An offhand comment? Perhaps, but it means so much: “our favorite spoon” says (to me) “our most valuable spoon.” Where does such value come from? Does it come from a famous name artist? A sky-high price tag? Exceptional rarity? NO! In fact, it comes from exactly the opposites of those things: it’s cheap and common — just another spoon in an import store, hand-made, yes, but by an anonymous person just trying to make a living — someone probably more like us than different. Second, it’s useful for everything; it doesn’t just hang on the wall. And everyone likes it. It was a completely spontaneous comment about what constitutes value, which is not dollars, but love, longevity, and connection.

These basic values underly all value; without them — without spoons to eat with, and things to eat; without flowers and the bees that pollinate the fruit; without worms to feed the roots of the grass that feeds the cow, that feeds us —  without such small, daily beauty — we would live lives of terrible poverty. Or we would not live at all…

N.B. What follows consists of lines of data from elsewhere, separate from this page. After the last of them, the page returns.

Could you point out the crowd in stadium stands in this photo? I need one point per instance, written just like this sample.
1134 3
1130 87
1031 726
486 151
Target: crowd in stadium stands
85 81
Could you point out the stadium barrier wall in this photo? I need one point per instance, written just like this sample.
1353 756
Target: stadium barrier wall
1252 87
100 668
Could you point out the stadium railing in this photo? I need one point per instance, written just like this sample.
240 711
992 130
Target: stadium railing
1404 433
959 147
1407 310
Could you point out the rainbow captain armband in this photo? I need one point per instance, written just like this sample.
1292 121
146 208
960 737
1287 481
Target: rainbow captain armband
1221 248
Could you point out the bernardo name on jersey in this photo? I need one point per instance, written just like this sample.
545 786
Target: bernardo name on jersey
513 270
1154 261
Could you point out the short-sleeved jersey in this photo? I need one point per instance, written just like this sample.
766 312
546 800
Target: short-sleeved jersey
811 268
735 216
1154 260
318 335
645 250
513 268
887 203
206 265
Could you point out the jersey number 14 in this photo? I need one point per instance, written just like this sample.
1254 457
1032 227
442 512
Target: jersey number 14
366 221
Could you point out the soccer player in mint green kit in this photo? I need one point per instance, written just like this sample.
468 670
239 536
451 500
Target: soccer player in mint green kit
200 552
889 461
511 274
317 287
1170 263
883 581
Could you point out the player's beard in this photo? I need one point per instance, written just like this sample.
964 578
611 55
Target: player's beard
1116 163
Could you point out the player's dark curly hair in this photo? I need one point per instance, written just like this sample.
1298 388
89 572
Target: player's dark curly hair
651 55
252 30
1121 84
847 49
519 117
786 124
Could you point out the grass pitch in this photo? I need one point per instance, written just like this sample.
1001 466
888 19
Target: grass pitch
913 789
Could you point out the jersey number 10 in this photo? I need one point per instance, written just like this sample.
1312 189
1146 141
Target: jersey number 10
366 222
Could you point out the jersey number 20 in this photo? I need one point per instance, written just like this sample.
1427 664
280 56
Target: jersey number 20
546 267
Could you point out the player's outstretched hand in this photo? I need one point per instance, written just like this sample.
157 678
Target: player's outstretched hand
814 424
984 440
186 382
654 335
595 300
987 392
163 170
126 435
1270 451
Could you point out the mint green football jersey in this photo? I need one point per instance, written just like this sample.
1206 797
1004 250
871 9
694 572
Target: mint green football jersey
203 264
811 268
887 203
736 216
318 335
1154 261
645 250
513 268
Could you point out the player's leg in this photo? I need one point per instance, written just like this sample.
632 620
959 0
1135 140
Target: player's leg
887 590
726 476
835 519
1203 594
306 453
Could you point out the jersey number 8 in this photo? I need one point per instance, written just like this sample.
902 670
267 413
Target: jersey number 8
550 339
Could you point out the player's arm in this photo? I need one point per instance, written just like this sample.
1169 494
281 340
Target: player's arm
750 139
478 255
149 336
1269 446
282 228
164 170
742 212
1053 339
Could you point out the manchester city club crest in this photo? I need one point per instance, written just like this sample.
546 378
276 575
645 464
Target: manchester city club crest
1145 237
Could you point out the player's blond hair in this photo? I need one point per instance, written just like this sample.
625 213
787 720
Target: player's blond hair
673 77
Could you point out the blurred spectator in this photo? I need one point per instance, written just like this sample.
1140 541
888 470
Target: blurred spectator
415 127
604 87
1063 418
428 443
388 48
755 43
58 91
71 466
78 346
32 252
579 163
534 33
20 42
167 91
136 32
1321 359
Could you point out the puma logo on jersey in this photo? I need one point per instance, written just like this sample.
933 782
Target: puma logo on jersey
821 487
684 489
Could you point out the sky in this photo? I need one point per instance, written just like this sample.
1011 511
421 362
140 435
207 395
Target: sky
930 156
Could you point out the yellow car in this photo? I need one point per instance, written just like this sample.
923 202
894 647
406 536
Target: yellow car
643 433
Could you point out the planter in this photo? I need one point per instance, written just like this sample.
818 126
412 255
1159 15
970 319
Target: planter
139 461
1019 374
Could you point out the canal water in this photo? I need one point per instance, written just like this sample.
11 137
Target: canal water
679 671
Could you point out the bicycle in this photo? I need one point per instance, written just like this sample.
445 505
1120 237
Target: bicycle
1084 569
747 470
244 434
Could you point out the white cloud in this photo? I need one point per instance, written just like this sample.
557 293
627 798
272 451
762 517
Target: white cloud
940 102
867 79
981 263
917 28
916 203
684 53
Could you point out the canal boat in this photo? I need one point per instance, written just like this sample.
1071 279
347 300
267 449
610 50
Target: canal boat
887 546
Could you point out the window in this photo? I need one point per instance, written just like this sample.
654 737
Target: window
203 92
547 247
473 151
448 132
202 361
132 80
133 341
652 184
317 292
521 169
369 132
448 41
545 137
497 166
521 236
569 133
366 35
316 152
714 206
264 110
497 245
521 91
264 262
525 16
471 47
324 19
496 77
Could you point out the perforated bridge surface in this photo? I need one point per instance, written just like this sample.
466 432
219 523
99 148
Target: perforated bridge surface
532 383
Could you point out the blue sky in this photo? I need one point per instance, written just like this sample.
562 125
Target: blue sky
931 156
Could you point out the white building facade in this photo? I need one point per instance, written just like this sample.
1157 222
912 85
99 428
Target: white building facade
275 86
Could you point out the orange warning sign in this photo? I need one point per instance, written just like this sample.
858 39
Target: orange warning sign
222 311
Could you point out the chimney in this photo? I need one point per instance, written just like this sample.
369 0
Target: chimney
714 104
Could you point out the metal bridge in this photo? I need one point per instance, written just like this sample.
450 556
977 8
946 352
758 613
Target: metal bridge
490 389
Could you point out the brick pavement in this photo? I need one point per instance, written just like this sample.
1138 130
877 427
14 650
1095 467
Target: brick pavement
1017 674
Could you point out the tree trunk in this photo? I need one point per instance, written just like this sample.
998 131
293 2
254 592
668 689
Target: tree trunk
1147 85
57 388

We understand this only by participating in it — by growing and eating food, building our houses, and carving our spoons and bowls — for ourselves, and for others — because one can’t participate alone — because beauty, skill, and knowledge must all be passed on, from eye to hand, from hand to heart, to anothers’ hand — from parent to child and from teacher to student. And while we may all eat with our own individual, private spoons, we all ultimately take our nourishment from one vessel, shaped out of earth, cooked by the heat of the sun, cooled by the breezes, and celebrated as part of a shared story…

These are the roots of culture. So a spoon begins with a tree, and the tree takes us back into a garden that we share with all creation.

Kiko Denzer

Charlene and Kiko at the recent spoon carving class

Charlene and Kiko at the spoon carving class.

Richard and I first met Kiko at an earth oven workshop he was leading in the Corvallis area 12 years ago.  A year after that, Kiko led a Slow Food Workshop here at Nana Cardoon, where we built our earth oven.

Since then Kiko and I usually attend The Grain Gathering Conference, held annually at the Mount Vernon Extension of WSU.  It was there we started talking about presenting a spoon carving class here on the farm as part of our focus on traditional and artisan cooking tools.

Kiko is an artist above all, in philosophy, in sculpture, and in how he lives life.  We have enjoyed being with him and his family on several occasions.

He is a treasure on so many levels, and the opportunity to work with him personally is a true gift.